61 Place Nationale, Antibes
04.93.34.13.24

Seafood: To Eat in or Take Away? That is the Question

It’s hard to miss this restaurant in the centre of Old Antibes, just off Rue de la Republique. A long standing favourite, and popular with tourists and locals alike, the décor is traditional and rustic, with tiled floors, exposed beams and with brass cooking pots and antique pepper grinders competing for shelf space. As the décor and setting suggests, this isn’t a place where you will be surprised by the cuisine, but its honest, conventional, extremely well cooked Provencal fare.

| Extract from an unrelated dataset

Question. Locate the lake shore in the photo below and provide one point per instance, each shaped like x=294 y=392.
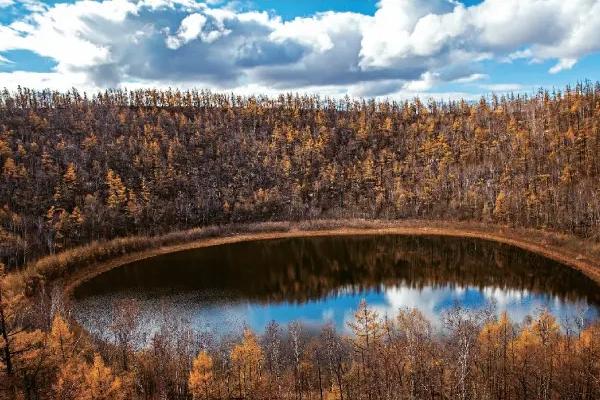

Well known for its seafood, L’Auberge offers a take away option as well as dining in which can be perfect to take back to your rental apartment in Antibes. From the tempting seafood counter in front of the restaurant, you can walk way with simple well cooked dishes of oysters, prawns, scallops, clams and langoustines. All served for you on a platter complete with lemon and finger bowls!

If you choose to dine in, you can take advantage of a wider menu of great seafood dishes including velouté de champignons des bois aux langoustines et Saint Jacques (creamy rich mushroom soup with langoustines and scallops), poelée de calamars en persillade (squid with a healthy kick of garlic and basil), Filet de lotte en rotie de chorizo (rich spicy Spanish sausage with monkfish) or perhaps their traditional bouillabaisse. If you’re not a fish lover there are plenty of simple meat options including fillet steak, roast duck with orange and gingerbread or roasted lamb with garlic and thyme. Vegetarians could opt for pesto-fried gnocchi.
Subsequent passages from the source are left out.